Shared Feature Activation Patterns

Our subject population was separated into sub-groups of people with/without the wiggle function enabled in the game. By jointly modeling all sequences together, we were able to identify patterns of behavior exhibited by participants in both the static and wiggle conditions, as well as patterns that were unique to the experimental conditions. The ensemble feature activation map captures the shared feature structure, as shown in Figure 5. The rows of the map correspond to each data sequence, and they are sorted by subject condition, with all static participants clustered in the top rows, and wiggle participants toward the bottom. The columns of the matrix correspond to model states (behaviors).
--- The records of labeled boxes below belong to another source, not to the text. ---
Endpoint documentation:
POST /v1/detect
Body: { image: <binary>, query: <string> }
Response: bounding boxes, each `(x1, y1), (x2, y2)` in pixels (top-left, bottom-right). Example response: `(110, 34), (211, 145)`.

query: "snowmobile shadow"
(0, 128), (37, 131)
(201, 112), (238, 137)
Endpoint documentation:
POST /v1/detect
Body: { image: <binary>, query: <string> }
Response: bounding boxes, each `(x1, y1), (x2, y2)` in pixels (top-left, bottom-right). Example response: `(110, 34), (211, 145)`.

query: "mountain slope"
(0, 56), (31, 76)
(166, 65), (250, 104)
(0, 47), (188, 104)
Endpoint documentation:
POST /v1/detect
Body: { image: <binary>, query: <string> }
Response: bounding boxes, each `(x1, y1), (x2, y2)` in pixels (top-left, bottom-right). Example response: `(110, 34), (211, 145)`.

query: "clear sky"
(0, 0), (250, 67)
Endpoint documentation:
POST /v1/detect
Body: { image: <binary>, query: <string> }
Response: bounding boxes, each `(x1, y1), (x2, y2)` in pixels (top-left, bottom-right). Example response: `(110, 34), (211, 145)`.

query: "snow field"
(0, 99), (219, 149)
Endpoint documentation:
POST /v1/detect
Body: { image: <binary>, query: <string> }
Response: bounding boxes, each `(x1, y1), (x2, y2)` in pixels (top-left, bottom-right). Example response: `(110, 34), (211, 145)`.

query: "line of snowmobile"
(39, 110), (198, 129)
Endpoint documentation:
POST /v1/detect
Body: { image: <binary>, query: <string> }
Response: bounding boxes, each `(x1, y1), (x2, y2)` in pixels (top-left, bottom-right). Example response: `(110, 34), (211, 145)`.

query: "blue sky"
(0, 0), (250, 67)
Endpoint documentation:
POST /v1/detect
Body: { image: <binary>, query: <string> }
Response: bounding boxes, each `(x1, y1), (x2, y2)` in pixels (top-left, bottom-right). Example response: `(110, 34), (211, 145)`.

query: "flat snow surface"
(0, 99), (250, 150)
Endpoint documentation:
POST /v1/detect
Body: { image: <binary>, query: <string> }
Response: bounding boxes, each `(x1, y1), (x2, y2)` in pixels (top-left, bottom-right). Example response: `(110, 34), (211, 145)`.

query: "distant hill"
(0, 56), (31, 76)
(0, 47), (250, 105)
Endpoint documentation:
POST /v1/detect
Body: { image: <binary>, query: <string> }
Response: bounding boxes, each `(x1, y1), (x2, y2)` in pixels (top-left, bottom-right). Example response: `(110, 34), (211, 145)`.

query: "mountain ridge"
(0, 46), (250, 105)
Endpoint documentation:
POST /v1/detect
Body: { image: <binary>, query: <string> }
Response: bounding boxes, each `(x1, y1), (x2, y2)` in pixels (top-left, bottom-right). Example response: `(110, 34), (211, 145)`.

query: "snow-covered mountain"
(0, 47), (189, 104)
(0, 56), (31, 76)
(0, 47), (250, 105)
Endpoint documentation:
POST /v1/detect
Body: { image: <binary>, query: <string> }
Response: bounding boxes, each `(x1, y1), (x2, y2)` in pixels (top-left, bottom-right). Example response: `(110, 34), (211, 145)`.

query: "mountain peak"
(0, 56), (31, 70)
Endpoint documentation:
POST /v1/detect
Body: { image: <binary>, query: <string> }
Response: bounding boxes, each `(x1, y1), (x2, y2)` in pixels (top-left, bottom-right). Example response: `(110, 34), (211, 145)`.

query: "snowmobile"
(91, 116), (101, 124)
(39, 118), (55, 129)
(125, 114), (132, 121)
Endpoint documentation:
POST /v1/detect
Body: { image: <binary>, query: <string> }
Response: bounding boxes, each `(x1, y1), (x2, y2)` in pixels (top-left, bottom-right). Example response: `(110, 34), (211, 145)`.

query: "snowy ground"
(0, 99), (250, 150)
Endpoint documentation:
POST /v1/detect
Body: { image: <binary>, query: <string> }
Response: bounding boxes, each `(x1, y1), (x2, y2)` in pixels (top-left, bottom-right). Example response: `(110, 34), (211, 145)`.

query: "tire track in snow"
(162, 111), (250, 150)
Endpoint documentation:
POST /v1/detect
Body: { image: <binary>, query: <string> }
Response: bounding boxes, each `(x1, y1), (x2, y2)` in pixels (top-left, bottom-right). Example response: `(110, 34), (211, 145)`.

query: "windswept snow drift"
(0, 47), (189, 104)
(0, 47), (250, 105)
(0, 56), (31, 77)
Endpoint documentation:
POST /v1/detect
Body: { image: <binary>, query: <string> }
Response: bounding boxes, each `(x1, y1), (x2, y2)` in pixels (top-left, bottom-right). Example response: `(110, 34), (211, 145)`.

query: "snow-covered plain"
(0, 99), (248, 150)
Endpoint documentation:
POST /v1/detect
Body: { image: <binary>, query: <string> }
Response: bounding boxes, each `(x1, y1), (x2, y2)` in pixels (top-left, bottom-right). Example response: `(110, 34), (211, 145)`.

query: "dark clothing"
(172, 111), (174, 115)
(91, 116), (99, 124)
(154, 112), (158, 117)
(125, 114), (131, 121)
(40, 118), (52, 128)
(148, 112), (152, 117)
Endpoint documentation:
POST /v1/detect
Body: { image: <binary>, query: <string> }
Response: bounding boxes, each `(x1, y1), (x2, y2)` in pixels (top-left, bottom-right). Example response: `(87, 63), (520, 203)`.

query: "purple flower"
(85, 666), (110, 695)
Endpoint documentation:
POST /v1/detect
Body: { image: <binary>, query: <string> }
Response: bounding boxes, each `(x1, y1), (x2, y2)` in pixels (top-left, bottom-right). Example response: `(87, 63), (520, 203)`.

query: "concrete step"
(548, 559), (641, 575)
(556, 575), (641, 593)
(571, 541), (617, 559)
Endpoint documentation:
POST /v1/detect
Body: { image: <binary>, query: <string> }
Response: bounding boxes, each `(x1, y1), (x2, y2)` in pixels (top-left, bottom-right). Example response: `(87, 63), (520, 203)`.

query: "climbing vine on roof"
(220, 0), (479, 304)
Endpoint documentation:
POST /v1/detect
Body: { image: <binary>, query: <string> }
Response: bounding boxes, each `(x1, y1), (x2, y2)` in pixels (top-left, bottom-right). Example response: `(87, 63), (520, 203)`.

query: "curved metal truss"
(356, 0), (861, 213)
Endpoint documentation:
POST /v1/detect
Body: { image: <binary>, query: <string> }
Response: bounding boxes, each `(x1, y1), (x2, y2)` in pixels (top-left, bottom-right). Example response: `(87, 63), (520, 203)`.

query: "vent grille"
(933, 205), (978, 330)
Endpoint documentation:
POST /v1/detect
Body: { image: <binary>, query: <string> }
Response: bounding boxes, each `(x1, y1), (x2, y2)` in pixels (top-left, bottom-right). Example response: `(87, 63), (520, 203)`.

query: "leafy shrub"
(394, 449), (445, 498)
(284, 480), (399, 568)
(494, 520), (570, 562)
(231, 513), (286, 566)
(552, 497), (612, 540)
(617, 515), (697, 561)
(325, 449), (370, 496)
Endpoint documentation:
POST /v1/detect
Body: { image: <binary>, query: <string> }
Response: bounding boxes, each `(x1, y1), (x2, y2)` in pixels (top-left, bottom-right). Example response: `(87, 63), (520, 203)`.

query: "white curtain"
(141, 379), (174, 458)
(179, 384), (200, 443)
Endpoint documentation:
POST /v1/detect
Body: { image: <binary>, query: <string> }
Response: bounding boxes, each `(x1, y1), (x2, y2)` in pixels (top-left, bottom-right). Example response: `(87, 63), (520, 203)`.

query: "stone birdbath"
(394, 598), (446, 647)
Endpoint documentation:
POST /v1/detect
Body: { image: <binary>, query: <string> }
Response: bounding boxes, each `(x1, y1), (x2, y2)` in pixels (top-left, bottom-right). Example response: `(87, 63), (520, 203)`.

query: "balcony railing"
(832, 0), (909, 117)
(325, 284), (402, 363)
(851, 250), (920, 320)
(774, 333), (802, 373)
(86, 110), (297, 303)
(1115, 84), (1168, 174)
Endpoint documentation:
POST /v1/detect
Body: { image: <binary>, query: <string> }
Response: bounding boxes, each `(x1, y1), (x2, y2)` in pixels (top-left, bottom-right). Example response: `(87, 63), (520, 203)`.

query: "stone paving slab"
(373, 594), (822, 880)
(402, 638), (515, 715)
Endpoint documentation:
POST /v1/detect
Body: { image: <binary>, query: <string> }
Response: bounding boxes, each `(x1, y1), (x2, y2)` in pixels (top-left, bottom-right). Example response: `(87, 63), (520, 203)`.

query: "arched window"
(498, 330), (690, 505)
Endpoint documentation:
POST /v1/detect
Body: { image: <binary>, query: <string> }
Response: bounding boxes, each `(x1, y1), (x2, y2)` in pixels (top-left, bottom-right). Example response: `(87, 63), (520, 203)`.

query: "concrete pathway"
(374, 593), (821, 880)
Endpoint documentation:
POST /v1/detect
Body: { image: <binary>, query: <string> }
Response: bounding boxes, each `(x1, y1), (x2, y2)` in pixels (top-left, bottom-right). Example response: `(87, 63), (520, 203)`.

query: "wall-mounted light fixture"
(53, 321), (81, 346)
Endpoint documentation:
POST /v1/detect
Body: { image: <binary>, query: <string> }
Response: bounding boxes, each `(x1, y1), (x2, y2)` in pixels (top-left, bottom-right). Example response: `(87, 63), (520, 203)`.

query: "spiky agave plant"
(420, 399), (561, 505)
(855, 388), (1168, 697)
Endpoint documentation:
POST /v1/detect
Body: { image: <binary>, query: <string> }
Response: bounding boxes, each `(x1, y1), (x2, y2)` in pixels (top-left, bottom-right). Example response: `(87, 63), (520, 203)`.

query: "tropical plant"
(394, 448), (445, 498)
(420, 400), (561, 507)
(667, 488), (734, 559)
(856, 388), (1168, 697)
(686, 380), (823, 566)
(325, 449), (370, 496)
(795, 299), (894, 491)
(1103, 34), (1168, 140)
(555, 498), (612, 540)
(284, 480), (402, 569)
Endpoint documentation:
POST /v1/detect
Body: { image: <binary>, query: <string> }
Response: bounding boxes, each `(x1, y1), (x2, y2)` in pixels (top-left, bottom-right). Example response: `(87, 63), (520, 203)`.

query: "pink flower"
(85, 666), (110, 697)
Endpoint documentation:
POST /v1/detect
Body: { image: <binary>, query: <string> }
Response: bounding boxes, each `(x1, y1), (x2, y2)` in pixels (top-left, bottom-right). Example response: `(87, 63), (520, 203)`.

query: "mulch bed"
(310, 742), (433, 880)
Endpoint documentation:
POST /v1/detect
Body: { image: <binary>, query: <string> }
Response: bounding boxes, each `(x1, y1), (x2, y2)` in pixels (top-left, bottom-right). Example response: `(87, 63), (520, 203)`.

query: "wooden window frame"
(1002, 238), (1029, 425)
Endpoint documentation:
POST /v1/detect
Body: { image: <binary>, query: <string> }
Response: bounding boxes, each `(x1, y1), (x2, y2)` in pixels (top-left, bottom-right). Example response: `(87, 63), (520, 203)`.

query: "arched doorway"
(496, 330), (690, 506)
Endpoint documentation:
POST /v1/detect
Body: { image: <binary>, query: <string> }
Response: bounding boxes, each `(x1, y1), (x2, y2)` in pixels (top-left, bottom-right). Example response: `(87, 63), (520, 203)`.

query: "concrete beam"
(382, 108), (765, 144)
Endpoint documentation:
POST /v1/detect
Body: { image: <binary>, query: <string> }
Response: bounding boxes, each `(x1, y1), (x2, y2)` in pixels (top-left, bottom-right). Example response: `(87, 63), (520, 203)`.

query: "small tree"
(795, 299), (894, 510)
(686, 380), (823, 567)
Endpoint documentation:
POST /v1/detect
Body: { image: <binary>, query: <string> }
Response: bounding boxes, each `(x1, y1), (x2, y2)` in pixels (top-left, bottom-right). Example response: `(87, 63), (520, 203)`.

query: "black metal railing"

Green cells indicate “active” features in each sequence. The states were sorted according to the sum of the probability values assigned to wiggle-related symbols in each of the states, increasing from left to right (1 10). Sorting the features in this way reveals activation patterns clustered on the diagonal for the static and wiggle groups, indicating that behaviors unique to subject condition are captured by the properties of different states. Based on the total probabilities assigned to wiggle-related symbols, we observed that the model automatically created 5 states with a non-negligible probability of observing a wiggle move, and 5 with probabilities close to zero. We will refer to these groups of features as “wiggle states” (6 10) and “static states” (1 5), respectively. Theoretically, all wiggle-related symbols in the static states should have exactly zero probability of occurrence. However, the stability of the optimization routine used to model the ensemble requires that there be at least some small likelihood assigned to each symbol in the alphabet, resulting in the non-zero probabilities we observed. We felt that this small inaccuracy was acceptable given that it allowed us to model all sequences simultaneously, regardless of subject condition.

FIGURE 5

Figure 5. Feature activation map for the ensemble of data sequences. Each row corresponds to a single session for a participant. Static participants had the wiggle tile-sorting function disabled during their interactions with the game. Columns correspond to the number assigned to each hidden state, and green cells indicate that the state in that column was active for the corresponding participant/session.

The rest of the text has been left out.